News / Technology

Biohackers are not hackers. Who are they?

Biohacking is a fairly new practice that could lead to major changes in our life. You could it call citizen or do-it-your-self biology.

Biohacking takes place in small labs - mostly non-university - where all sorts of people get together to explore biology. That could mean figuring out how the DNA in plants affects their growth, or how to manipulate genes from another source to make a plant glow in the dark. It often is aimed at producing a product, like the chairs and building blocks that artist Philip Ross makes by feeding mushrooms a meal of sawdust or peanut shavings. It is experimenting on the cheap, usually without the benefit of a fancy university laboratory, and it often involves DNA and genes. If you don't know enough biology to take part at first, you learn it along the way.
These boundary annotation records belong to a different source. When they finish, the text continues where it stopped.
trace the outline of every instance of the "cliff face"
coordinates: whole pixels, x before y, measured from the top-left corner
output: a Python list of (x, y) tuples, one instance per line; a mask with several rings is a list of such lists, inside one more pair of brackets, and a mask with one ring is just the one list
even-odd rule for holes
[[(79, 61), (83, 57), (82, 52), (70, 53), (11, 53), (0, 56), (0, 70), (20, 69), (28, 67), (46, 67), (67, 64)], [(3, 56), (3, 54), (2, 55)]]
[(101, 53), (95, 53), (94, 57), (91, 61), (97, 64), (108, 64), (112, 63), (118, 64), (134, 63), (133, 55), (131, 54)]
"The whole idea of biohacking is that people feel entitled, they feel the ability to just follow their curiosity - where it should go - and really get to the bottom of something they want to understand." But hacking also has a negative connotation; when someone hacks your computer, you want to send him or her to jail. But that's not exactly what biohacking is. Drew Endy, a professor of bioengineering at Stanford, who considers himself a biohacker, says "I come from a tradition where hacking is a positive term, and it means learning about stuff by building, and trying to make things and seeing what happens."

Yet another concept of hacking comes from a totally different source. Dave Asprey, a computer security guy, considers himself a biohacker. Basically he hacks into his own body. Here's what he says: "There are two perspectives on biohacking. One is that biohacking is something you do to biology, outside of yourself; you're going to change a cell; you're going change an amoeba and make it glow in the dark. The other perspective on biohacking, the one where I spend my time, is that you can hack your own biology, and you can gain control of systems in your body that you would never have access to."

Accroding to wikipedia biohacking can refer to Do-it-yourself biology, a social movement in which individuals and organizations pursue biology and life science with tools equivalent to those of professional labs. Another word for biohackers is grinders.

Grinders or biohackers are people who augment their bodies with technology. This could be as crude as implanting magnets under your skin - a procedure that can be done at some tattoo and body piercing studios - or slightly more high-tech like getting microchips placed inside your body.

Grinders largely identify with transhumanist and biopunk ideologies. Transhumanism is the belief that it is both possible and desirable to so fundamentally alter the human condition through the use of technologies as to inaugurate a superior post-human being.

OK. I am done with my research. It's too much for me. See you soon.
Al-Boady-Don-Dukert, born in 1280; ... just got a strange box called iphone and found them, my fellow bio-transhumas. I am still not sure who they are.